Non-Invasive Prenatal Testing (NIPT)

Note: this site is for informational purposes only. To view test results or book a test, use the NHS app in England or contact your GP.

A non-invasive prenatal testing (NIPT) test analyses small fragments of cell-free fetal DNA in a pregnant woman’s blood using a blood sample taken from a vein in the arm. It is used to screen for chromosomal conditions such as Down syndrome, Edwards’ syndrome and Patau’s syndrome, helping to assess the risk of these conditions in the unborn baby.

Also known as 
cffDNA 
Formal name 
Cell-Free Fetal DNA Testing for Fetal Chromosomal Abnormalities 

Why get tested?

To assess the risk of a pregnant woman’s developing baby (fetus) having certain chromosome disorders, such as Down Syndrome. NIPT is currently available through routine NHS antenatal services in the UK. However, only women who are at a higher chance of having an affected pregnancy following initial First Trimester or Second Trimester screening will be offered the test.

Please see the Antenatal Results and Choices website for more information on accessing the NIPT privately.

When to get tested?

The test is most accurate during or after the 10th week of pregnancy but can be performed at any time up to 22 weeks..

Sample required?

A blood sample taken from a vein in the mother’s arm. The test is termed Non-invasive” because obtaining the sample carries very little risk to the mother or baby, unlike procedures such as Amniocentesis and Chorionic Villus Sampling (CVS).

Test preparation needed?

No test preparation is needed.

What is being tested?

Non-Invasive Prenatal Testing involves looking at cell-free fetal DNA (cffDNA) in the mothers blood. This is genetic material that is released by the placenta and circulates in a woman’s blood during pregnancy. CffDNA generally reflects the genetic makeup of the developing baby (fetus). The technology employed in this test detects abnormalities in fetal DNA after it is purified from the pregnant woman’s blood.

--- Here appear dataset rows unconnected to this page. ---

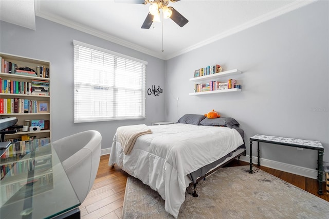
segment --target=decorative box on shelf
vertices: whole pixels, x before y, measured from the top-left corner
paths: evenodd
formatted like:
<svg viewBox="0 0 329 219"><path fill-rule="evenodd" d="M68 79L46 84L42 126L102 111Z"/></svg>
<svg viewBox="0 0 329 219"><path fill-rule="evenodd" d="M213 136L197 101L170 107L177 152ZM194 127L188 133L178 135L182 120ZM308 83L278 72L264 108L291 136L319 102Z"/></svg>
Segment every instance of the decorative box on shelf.
<svg viewBox="0 0 329 219"><path fill-rule="evenodd" d="M152 122L152 125L169 125L173 123L172 122Z"/></svg>

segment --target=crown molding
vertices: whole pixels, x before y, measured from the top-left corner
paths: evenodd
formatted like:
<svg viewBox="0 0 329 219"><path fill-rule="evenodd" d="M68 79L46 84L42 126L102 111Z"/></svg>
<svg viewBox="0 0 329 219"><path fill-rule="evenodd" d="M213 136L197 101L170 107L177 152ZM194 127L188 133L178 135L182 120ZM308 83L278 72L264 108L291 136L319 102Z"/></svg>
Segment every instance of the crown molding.
<svg viewBox="0 0 329 219"><path fill-rule="evenodd" d="M261 16L257 17L251 21L237 26L234 28L223 32L222 33L209 38L204 41L200 42L200 43L195 44L192 46L189 47L185 49L172 53L170 56L166 56L166 57L164 57L164 60L168 60L169 59L172 59L173 58L192 51L195 49L202 47L204 46L209 44L211 43L217 41L219 40L225 38L227 36L255 26L258 24L266 22L269 20L281 16L284 14L301 8L306 5L309 5L309 4L317 2L319 0L298 1L293 2L289 4L286 5L285 6L280 8L277 10L272 11L269 13L267 13L267 14L263 14Z"/></svg>
<svg viewBox="0 0 329 219"><path fill-rule="evenodd" d="M187 47L184 49L178 51L176 52L169 54L167 56L164 54L161 56L159 53L149 49L145 49L143 47L135 44L129 41L125 41L121 39L114 36L108 34L105 34L101 31L97 31L93 28L91 28L89 27L87 27L84 25L82 25L74 22L72 22L70 21L63 19L62 17L59 17L58 16L49 16L48 14L43 13L40 11L40 10L39 1L35 1L35 15L40 17L49 20L50 21L52 21L53 22L81 31L86 33L90 34L95 36L99 37L100 38L112 42L114 43L116 43L118 45L120 45L121 46L135 50L145 54L149 54L152 57L157 58L163 60L168 60L181 54L192 51L197 48L204 46L206 45L209 44L211 43L217 41L219 40L232 35L234 33L245 30L258 24L266 22L269 20L279 16L281 15L297 9L306 6L309 4L317 2L319 0L294 1L277 10L271 11L269 13L267 13L267 14L262 15L255 18L254 19L242 24L242 25L240 25L234 28L231 29L222 33L209 38L205 41L202 41L197 44Z"/></svg>
<svg viewBox="0 0 329 219"><path fill-rule="evenodd" d="M49 16L48 14L43 13L40 11L40 6L39 1L35 1L35 16L43 18L44 19L52 21L53 22L61 24L68 27L89 34L90 35L98 37L99 38L112 42L118 45L140 51L143 53L149 54L154 57L163 59L163 57L159 56L158 53L145 49L145 48L135 44L127 41L125 41L120 38L108 34L104 33L102 31L95 30L90 27L82 25L66 19L64 19L57 16Z"/></svg>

CffDNA is detectable in a pregnant woman’s blood in very small quantities from the later stages of the first trimester. Levels then increase as the pregnancy progresses. 

The test can accurately identify chromosome disorders in a developing fetus, including the presence of extra chromosomes (trisomies) such as Down syndrome (trisomy 21), Edwards syndrome (trisomy 18), and Patau syndrome (trisomy 13). The extra genetic material present in these conditions affects the development of the fetus and causes characteristic signs, symptoms, and complications in later life.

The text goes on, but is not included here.